Poor health silences Thatcher
LONDON, England (CNN) -- Ailing former British Prime Minister Margaret Thatcher has been told to quit public speaking on the advice of her doctors, her office has said.
A statement released by her office on Friday said Thatcher, 76, had suffered a number of small strokes over recent months, and doctors had told her they could neither be predicted nor prevented.
The statement said that "with great regret" Thatcher had decided to abide by medical advice and cancel all her speaking engagements.
The full statement from her office said: "Over recent months, Lady Thatcher has suffered a number of small strokes. After thorough investigation involving a number of tests, her doctors have told her that these can neither be predicted nor prevented.
"They have therefore told her to cut back her programme at once and in particular to avoid the undue strains that public speaking places on her.
"With great regret she has decided to abide by this advice and to cancel all her speaking engagements."
A spokesman at her office agreed that this meant there would be no more public speeches "ever."
On Tuesday Thatcher -- who once said "I love argument, I love debate" -- cancelled her engagements for the next few days on doctors' advice.
Her office said she had been advised to "take things easy" but there was no question of her needing to go to hospital.
It added: "She was feeling unwell and as she hardly ever feels unwell, she decided to go to the doctor.
"He thought it was sensible that she did not fulfil an engagement scheduled for this evening and that she take it easy for a few days."
A few weeks ago, she announced that she would not be attending the celebrations in the Falklands to mark the 20th anniversary of the islands' liberation from Argentina because the journey would be too much for her 86-year-old husband, Denis.
In a letter to the Falklands Islands' government she wrote: "Though I am still fit and well, I feel that the journey which would be gruelling even for me, would be far too much for Denis and I know that he would not wish me to go without him."
First woman leader
Iain Duncan Smith, leader of the Conservative Party that Thatcher led from 1975 to 1990, said: "I am saddened by the news that Baroness Thatcher is unwell and fully understand the reasons that she has been advised to withdraw from her public engagements.
"On behalf of the whole party I wish her and Sir Denis the very best and our thoughts and wishes for a speedy recovery."
Former Conservative Party chairman Lord, Tebbit said he had been concerned about her health for some time.

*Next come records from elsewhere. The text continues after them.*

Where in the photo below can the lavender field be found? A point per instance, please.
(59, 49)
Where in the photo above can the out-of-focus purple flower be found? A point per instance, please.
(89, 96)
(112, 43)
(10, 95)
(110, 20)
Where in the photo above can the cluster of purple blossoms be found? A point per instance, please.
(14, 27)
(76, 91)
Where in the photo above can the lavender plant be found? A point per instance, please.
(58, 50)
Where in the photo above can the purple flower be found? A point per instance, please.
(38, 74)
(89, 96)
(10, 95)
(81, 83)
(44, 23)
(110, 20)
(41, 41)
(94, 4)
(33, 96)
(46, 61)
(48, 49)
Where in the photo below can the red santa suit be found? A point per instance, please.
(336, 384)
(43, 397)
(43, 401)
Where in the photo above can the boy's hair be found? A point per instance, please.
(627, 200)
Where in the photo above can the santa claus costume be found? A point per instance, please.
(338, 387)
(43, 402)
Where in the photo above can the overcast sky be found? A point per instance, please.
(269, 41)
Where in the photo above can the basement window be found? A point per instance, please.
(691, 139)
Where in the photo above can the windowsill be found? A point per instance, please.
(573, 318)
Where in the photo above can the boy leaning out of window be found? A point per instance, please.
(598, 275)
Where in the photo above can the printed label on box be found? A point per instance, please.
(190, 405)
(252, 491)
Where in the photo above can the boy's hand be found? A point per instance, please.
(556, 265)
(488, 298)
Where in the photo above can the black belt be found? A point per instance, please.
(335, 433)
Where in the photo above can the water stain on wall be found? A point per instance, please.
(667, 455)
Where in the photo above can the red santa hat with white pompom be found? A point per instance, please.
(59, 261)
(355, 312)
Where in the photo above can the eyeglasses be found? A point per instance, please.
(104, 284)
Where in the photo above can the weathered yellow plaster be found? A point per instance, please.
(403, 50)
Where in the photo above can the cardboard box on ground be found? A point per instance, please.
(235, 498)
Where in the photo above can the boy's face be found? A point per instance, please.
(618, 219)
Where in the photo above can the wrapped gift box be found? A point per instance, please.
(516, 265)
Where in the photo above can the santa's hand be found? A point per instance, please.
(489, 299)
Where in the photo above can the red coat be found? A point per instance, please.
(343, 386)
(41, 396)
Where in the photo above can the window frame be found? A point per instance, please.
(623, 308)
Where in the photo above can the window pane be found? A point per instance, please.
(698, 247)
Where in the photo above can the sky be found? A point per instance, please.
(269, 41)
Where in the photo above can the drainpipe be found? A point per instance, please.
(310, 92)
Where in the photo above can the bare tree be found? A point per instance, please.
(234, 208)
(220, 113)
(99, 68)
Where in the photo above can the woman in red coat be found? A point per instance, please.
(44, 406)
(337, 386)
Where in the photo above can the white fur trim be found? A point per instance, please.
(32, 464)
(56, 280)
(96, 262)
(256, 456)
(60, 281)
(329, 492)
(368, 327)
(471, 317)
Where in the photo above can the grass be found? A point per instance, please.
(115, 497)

But he insisted the former Prime Minister was "still very alive" and it would not be the last people had heard from her.
He told the BBC: "The most remarkable thing about it was that she so often said things which people knew which were true but which they'd been trying to pretend weren't true.
"And that of course was what both delighted and enraged people, different people, at the same time."
Former Conservative Chancellor Lord, Lamont, said: "I am overwhelmingly sad at this news."
In January it was revealed Thatcher had suffered a minor stroke over Christmas.
Mark Worthington of the Thatcher Foundation said at the time that Thatcher was treated and released from a hospital in Portugal, where she had been on holiday, after undergoing tests.
Her daughter Carol told the BBC that she thought it was "very, very minor."
Elected as Britain's first female prime minister in 1979, Thatcher was forced from office in 1990 after losing support of the Conservative Party over differences on European Union policy.
Earlier this week she again stirred political controversy by urging a British retreat from the EU.
But that was after winning three general elections -- the only UK prime minister to achieve the hat trick last century -- and seeing the word Thatcherism enter the dictionary.
During one speech, she famously announced "The lady's not for turning," while in another she said: "In politics, if you want anything said, ask a man; if you want anything done, ask a woman."